What is theosis?
Both the Latin Church and the Eastern Catholic Churches feature this idea as a central pint in their theology. what is called “theosis” in the East is called “divinization” in the West. It is the process of becoming more like God. Many of the church fathers speak of this simple truth, which is commonly attributed to Saint Athanasius (and to other church fathers such as St. Augustine): “God became man that man might become God.” Note that we do not become “a god” but, rather, are incorporated into the One God.
This is, as St. Peter tells us, “partake[ing] of the divine nature.” Theosis is that process by which we strip away all that is not of God. We do not give up our selves, for that is a precious gift from God. We are, however, to find the true self in service to God and his people and, thereby, to grow in knowledge and love of God.

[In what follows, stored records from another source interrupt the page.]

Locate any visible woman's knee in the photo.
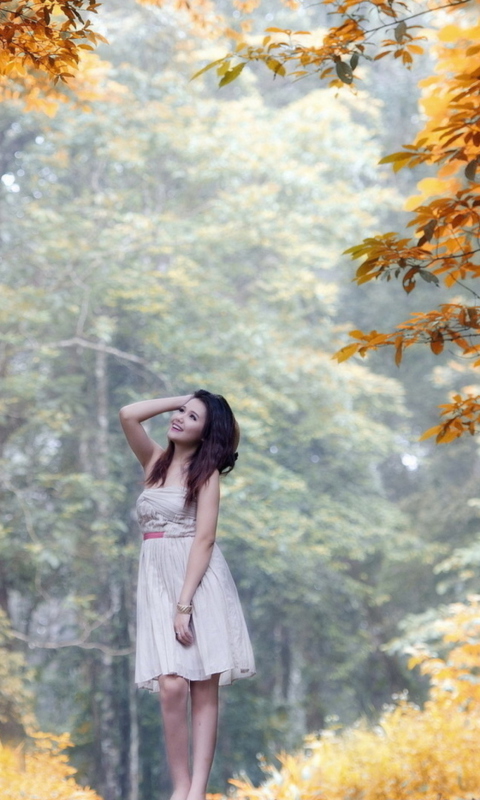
[158,675,188,709]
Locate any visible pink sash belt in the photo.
[143,531,165,541]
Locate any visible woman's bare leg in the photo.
[188,675,220,800]
[158,675,191,800]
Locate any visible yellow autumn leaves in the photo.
[0,733,100,800]
[228,598,480,800]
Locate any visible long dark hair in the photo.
[145,389,240,505]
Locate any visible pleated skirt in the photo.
[135,536,255,691]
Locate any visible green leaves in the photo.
[335,56,354,84]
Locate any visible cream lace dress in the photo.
[135,486,255,691]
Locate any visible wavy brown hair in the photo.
[145,389,240,505]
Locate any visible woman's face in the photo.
[168,397,207,445]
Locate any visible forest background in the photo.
[0,0,480,800]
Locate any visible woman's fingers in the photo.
[174,614,193,645]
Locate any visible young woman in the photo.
[120,390,255,800]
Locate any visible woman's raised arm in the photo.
[119,394,193,468]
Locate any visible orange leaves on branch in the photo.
[0,0,105,82]
[192,0,454,89]
[0,0,111,109]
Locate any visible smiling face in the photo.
[168,397,207,446]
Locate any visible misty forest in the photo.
[0,0,480,800]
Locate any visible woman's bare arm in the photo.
[119,394,192,469]
[174,471,220,644]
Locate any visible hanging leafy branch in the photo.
[336,17,480,443]
[194,0,472,86]
[0,0,105,83]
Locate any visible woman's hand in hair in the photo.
[119,394,193,469]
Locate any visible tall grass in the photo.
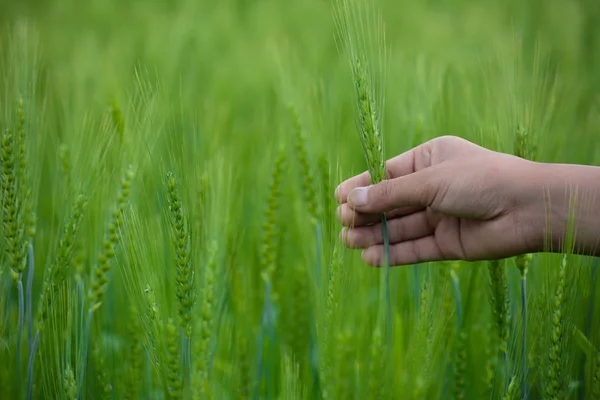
[0,0,600,399]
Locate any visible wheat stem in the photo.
[15,274,25,392]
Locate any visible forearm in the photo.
[524,163,600,256]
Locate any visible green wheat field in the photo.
[0,0,600,400]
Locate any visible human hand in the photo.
[336,136,545,266]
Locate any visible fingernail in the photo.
[348,187,369,207]
[333,186,343,203]
[340,228,348,244]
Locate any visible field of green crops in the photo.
[0,0,600,400]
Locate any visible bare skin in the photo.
[335,136,600,266]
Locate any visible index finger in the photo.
[335,143,428,204]
[335,171,371,204]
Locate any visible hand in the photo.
[336,136,545,266]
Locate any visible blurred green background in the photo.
[0,0,600,399]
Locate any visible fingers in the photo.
[341,211,435,249]
[335,141,433,204]
[348,167,440,213]
[335,171,371,204]
[362,235,446,267]
[336,203,423,227]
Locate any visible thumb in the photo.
[348,168,441,213]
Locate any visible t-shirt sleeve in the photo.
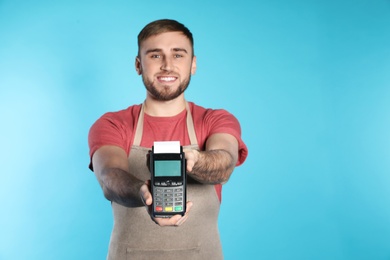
[88,112,132,170]
[204,109,248,166]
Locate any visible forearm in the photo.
[98,168,144,207]
[188,149,236,184]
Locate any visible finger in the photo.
[140,184,153,206]
[154,215,182,227]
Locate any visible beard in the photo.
[142,74,191,101]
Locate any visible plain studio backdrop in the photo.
[0,0,390,260]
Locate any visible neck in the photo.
[145,95,186,117]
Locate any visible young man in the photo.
[89,20,248,259]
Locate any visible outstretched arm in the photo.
[92,145,145,207]
[92,146,192,226]
[185,133,238,184]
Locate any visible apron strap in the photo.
[133,101,198,146]
[186,101,198,145]
[133,103,145,146]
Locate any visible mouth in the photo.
[157,76,177,83]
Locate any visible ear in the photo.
[135,56,142,75]
[191,56,196,75]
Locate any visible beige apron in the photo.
[107,104,223,260]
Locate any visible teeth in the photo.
[160,77,176,81]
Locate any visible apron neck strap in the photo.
[133,101,198,146]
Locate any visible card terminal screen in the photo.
[154,160,181,177]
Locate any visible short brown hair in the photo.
[138,19,194,55]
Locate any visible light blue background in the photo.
[0,0,390,260]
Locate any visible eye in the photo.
[150,54,161,59]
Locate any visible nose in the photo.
[161,56,173,71]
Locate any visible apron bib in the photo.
[107,103,223,260]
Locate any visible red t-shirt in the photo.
[88,102,248,201]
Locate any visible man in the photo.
[89,20,247,259]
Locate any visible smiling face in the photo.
[135,32,196,101]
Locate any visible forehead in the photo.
[140,32,192,54]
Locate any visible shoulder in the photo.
[97,105,141,123]
[189,102,239,127]
[88,105,141,155]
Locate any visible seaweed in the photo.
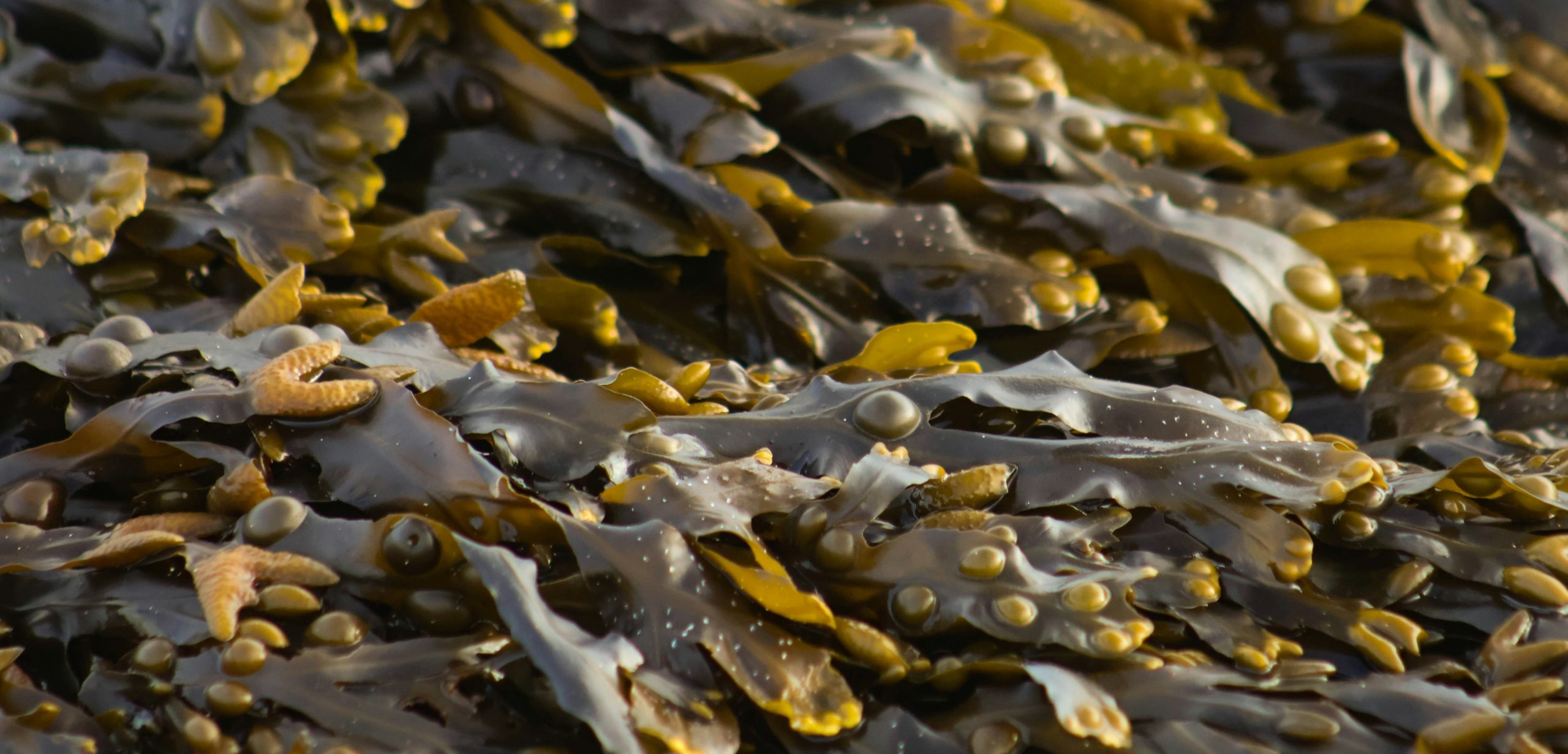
[0,0,1568,754]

The Greek word metanoia is frequently associated with theosis. The word means “a conversion, a change of heart.” Saint Paul speaks of conversion as a turning away from something and a turning toward something else. This is precisely the concept of metanoia, and it is the idea behind theosis. We turn from the things of this world – especially from sin – and turn toward God. by participating in the mysteries (sacraments) we are nourished and helped along this path so that, when we finally “fall asleep in the Lord” (in general, Eastern Catholics don’t say “die” because we don’t cease to exist, which is what that term implies), we are so much like God that we are welcomed into his presence.

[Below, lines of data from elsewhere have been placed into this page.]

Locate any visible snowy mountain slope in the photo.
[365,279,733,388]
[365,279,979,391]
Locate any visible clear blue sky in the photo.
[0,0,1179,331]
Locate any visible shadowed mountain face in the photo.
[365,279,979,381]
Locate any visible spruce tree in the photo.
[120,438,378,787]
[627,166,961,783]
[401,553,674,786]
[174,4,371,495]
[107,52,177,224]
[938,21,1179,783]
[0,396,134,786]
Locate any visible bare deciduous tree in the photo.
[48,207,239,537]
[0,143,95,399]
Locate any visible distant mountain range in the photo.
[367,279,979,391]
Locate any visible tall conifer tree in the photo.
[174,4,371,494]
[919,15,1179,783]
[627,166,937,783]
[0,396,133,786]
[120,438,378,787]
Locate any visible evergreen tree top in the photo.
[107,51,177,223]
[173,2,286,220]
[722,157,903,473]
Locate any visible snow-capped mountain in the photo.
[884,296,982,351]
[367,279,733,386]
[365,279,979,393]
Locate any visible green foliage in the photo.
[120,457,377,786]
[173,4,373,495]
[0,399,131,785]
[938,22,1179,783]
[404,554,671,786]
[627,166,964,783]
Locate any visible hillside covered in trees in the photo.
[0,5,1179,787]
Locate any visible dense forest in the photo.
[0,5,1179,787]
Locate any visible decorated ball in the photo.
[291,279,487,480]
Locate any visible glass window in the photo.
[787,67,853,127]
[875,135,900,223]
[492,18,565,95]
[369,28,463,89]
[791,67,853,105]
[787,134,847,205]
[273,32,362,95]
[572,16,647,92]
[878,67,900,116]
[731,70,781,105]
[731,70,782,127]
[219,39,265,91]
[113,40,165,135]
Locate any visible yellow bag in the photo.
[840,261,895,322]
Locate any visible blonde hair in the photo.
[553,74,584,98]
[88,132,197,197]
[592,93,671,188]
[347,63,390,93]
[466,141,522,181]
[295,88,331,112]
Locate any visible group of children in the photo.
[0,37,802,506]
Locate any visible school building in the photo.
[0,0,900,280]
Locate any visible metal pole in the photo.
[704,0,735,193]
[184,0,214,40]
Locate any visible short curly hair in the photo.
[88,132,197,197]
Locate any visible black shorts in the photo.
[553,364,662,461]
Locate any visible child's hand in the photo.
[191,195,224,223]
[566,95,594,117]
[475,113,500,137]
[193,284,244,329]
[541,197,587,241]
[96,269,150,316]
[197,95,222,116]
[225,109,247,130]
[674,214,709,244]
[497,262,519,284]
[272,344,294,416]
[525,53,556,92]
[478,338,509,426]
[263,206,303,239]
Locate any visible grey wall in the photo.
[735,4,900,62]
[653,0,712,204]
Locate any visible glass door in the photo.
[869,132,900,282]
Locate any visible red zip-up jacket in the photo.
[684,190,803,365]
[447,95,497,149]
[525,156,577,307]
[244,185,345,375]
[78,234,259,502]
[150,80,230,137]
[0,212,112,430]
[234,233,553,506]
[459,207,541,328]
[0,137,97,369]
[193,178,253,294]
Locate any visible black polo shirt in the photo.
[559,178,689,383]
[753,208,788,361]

What are the fasting and abstinence practices of the Eastern Catholic Churches?
As we noted in an earlier post, the Eastern Catholic Churches have more “Lenten” periods of fast than does the Latin Church. In addition, all Wednesdays and Fridays are days of abstinence (no meat). There are different traditions with regard to fasting among the different churches. First and foremost is that the guidelines for fasting are just that: guidelines! They are not designed to be followed explicitly and completely by everyone but, rather, they suggest what could be done. Eastern Catholics are expected to follow the directions given by their spiritual father (usually a priest or deacon in their parish, but it may be any learned and holy person).

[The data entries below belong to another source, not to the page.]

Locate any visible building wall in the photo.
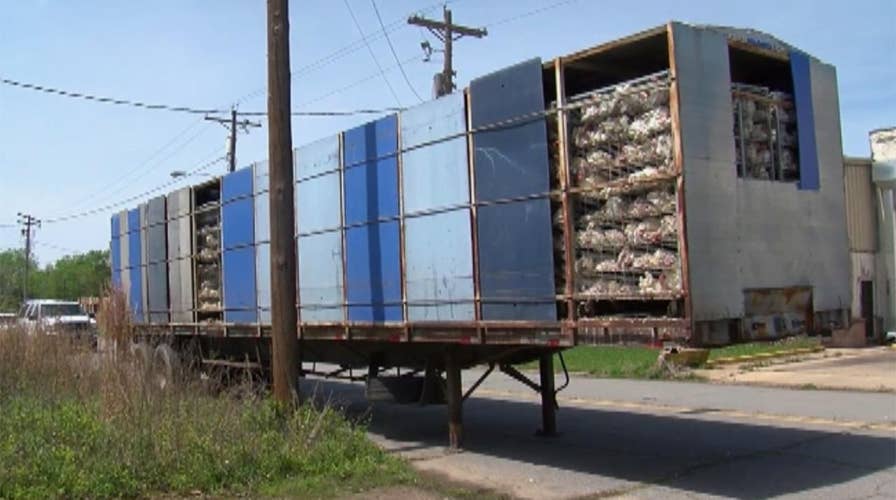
[673,24,851,322]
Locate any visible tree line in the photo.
[0,249,110,312]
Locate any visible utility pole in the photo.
[268,0,302,404]
[205,108,261,172]
[16,212,40,302]
[408,5,488,97]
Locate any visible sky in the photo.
[0,0,896,264]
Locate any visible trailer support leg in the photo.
[445,349,464,450]
[538,353,557,436]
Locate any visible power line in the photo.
[0,77,223,115]
[485,0,579,28]
[43,156,225,224]
[370,0,423,102]
[342,0,401,106]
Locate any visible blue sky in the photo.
[0,0,896,263]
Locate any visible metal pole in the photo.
[230,108,236,172]
[438,5,454,97]
[267,0,302,404]
[538,352,557,436]
[445,347,464,450]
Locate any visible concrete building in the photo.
[870,127,896,332]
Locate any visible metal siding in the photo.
[298,231,345,322]
[128,208,144,323]
[146,196,168,323]
[295,135,342,234]
[118,210,131,295]
[477,199,557,321]
[843,160,877,252]
[255,243,271,325]
[790,51,820,191]
[401,92,470,214]
[672,23,744,321]
[470,59,557,321]
[296,172,342,234]
[167,188,193,323]
[344,115,398,225]
[221,167,254,203]
[255,162,271,245]
[345,222,402,322]
[223,246,258,323]
[221,198,255,250]
[405,209,475,321]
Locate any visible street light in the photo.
[169,170,214,179]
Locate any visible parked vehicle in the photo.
[18,299,96,338]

Because the fasting practices are guidelines, there are two general approaches: a full fast and a modified fast. Abstinence means that we abstain from all meat (including fish), dairy products (milk, cheese, butter), eggs, wine (really, any alcoholic beverage), and even olive oil. The fasting requirement is that one does not eat solid food from midnight to noon. The law on fasting says that the first day of Great Lent is a day of fast and abstinence, all Fridays of Great Lent we abstain from meat, and Good Friday is a day of fast and abstinence. Many Eastern Catholics, however, follow a more rigid program that treats every day of Great Lent as a day of fast and abstinence, although Saturday, Sunday, and certain holy days are days when there is no fasting, and fish, wine, and olive oil are permitted. There are other compromises that may be made in discussion with one’s spiritual father.
Sometimes the question comes up about whether or not it’s a mortal sin if the fast is broken. Because these are guidelines and not hard and fast rules, the issue of mortal sin doesn’t enter into the picture. In fact, depending on why the fast was broken, even venial sin may not apply. This is also a good place to point out that the differentiation between mortal sin and venial sin really doesn’t exist in the East. Rather, all sin is seen as mortal, since all sin is offensive to God. For this reason, the East encourages confession before going to communion – even if that means weekly confession!
Excerpt from Faulk, Edward. 101 Questions and Answers on Eastern Catholic Churches. (Paulist Press: Mahwah, NJ) 2007.